Je m’appelle Jeanne M. je suis née sous Napoléon III en 1868 à Paris. J’ai quitté ce monde en 1956 , 88 ans c’est bien long.
Mon enfance et ma jeunesse se sont écoulées au sein d’une famille aimante et nombreuse, entourée de fréres et sœurs sur qui j’ai pu m’appuyer tout au long de ma vie. Des oncles, tantes et cousins à s’y perdre tant il y en a.
Enfance choyée, éducation stricte, ma famille est protestante, nous vivons tous notre foi au quotidien. Les oncles pasteurs y veillent.
J’ai la grande chance de vivre dans un milieu aisé où les études tiennent une grande place, surtout pour les garçons. Suis-je une jolie fillette? on ne me l'a jamais dit, mais je sais trés bien me moquer des travers des uns et des autres, c'est "une marque de fabrique" chez nous et elle perdure au fil des générations.
Aînée de 8 enfants, précepteurs et gouvernantes ont parfois bien du mal à canaliser notre joie de vivre. Les valeurs essentielles nous sont enseignées à toutes occasions et gare à celui qui ne finira pas son assiette il se la verra resservir à chaque repas jusqu’à ce qu’elle soit vide.
La guerre de 1870 nous a permis de goûter à des mets « délicieux » tels que chats et rats, depuis cette époque douloureuse j’ai toujours mangé de bon appétit quoique l’on me présente dans mon assiette.
Nombre de drames ont ponctués ma longue vie, mon enfance et ma jeunesse heureuses m’ont aidé à supporter de grands chagrins. Durant ces sombres journées de guere papa revenait de l'hôpital recouvert de sang, il avait opéré de longues heures et son visage portait les marques de fatigues et de tristesse.
De là où je suis je constate avec joie que ma descendance entretient toujours le souvenir vivace de ma famille, je ne comprends pas du tout cette nouvelle manière d’écrire, moi qui ai tant écrit à l’encre violette à ma fille et mon fils, mais j’entrevois bien la finalité de ce qu’entreprend à ce jour mon arrière petite-fille. Laisser une trace à sa descendance, matérialiser des anecdotes en remplaçant l’oral par l’écrit. Pour eux je vais remuer des souvenirs plus souvent douloureux que joyeux, mais aussi des petits riens qui ont fait ma vie.
J’ai assisté aux funérailles nationales de Victor Hugo en 1885, ce jour là le Paris du baron Haussmann était tout drapé de noir et les rues recouvertes de paille pour amortir le bruit des voitures à cheval.
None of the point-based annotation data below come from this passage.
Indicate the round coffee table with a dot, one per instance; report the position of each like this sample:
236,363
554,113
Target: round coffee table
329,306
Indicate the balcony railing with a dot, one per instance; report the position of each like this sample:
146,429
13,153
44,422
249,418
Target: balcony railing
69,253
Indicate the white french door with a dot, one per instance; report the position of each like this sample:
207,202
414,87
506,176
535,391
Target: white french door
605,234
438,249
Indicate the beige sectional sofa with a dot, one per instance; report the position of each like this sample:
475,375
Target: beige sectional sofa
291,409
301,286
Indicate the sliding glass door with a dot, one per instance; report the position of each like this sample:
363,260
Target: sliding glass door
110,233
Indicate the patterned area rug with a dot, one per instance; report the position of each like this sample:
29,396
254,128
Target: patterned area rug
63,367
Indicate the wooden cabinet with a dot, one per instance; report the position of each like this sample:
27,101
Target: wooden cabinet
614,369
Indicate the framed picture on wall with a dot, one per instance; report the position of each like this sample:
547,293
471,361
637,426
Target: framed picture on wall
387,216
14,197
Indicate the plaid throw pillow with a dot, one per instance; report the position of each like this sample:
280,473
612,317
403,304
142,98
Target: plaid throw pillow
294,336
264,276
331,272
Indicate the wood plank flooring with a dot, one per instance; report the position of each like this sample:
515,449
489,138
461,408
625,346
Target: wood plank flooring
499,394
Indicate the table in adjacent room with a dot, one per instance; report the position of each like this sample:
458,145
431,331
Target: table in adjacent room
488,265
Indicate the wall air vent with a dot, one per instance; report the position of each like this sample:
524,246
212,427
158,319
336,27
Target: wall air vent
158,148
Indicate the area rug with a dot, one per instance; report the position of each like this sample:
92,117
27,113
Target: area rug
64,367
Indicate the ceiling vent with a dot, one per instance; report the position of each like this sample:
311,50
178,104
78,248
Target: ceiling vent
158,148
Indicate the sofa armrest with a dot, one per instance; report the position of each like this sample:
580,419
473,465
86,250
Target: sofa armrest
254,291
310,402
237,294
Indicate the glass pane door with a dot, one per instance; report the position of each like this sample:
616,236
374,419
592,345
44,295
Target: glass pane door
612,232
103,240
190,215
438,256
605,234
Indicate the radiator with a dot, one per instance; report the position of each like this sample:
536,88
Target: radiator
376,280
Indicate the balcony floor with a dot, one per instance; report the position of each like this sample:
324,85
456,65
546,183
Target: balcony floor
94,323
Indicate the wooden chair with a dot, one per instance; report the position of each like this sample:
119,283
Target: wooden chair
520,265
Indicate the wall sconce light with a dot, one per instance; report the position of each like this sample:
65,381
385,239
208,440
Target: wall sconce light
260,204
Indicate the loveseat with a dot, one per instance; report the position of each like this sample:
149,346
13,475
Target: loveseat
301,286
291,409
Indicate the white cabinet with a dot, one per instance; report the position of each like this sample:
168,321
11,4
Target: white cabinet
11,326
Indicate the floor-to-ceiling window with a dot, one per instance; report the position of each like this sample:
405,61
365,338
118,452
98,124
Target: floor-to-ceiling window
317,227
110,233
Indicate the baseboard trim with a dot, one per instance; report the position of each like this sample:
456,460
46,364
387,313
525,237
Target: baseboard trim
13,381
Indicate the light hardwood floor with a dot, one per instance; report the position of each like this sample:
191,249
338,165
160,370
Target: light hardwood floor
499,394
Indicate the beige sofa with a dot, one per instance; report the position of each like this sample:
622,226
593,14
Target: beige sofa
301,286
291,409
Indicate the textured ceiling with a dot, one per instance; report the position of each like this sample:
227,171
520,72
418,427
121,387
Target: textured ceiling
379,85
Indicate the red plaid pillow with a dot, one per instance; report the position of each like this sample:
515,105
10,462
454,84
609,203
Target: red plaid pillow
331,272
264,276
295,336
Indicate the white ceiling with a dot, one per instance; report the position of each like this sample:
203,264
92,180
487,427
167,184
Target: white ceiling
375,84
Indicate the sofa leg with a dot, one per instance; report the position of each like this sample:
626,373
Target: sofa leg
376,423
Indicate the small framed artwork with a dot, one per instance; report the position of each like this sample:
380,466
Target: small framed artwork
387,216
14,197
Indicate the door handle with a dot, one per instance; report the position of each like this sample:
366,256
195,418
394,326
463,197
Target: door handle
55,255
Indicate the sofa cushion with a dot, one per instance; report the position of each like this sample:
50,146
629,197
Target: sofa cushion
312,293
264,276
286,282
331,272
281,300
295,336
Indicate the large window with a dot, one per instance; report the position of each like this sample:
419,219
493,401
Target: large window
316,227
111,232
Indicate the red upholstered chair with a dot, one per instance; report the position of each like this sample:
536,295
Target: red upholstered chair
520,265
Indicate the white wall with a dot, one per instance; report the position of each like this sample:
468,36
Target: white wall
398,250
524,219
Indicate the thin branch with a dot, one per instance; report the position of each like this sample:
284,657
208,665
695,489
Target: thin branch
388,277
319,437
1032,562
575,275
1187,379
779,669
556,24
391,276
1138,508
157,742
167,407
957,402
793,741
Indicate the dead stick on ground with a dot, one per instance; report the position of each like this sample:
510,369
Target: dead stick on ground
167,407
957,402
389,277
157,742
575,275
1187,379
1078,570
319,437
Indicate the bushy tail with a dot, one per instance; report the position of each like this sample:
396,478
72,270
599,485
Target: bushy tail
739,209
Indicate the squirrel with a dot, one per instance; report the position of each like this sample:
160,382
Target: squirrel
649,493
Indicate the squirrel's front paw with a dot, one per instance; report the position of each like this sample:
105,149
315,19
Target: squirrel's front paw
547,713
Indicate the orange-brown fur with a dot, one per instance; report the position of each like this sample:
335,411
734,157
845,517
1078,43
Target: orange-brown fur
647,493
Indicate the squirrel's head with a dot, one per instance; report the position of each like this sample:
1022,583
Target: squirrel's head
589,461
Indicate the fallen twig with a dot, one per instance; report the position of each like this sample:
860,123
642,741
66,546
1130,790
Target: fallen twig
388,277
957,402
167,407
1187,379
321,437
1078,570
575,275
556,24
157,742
Un soir d’été mes fréres et moi sommes partis en vélo sur la place de l’Etoile nouvellement inaugurée par Napoléon III, ces chenapans se sont cachés et m’ont laissé seule au milieu d’une circulation infernale, des claquements de fouets des cochers, imaginez la frayeur d’une fillette à cette époque, ce fut presque l’aventure de ma vie, je m’en souviens d’ailleurs comme si c’était hier.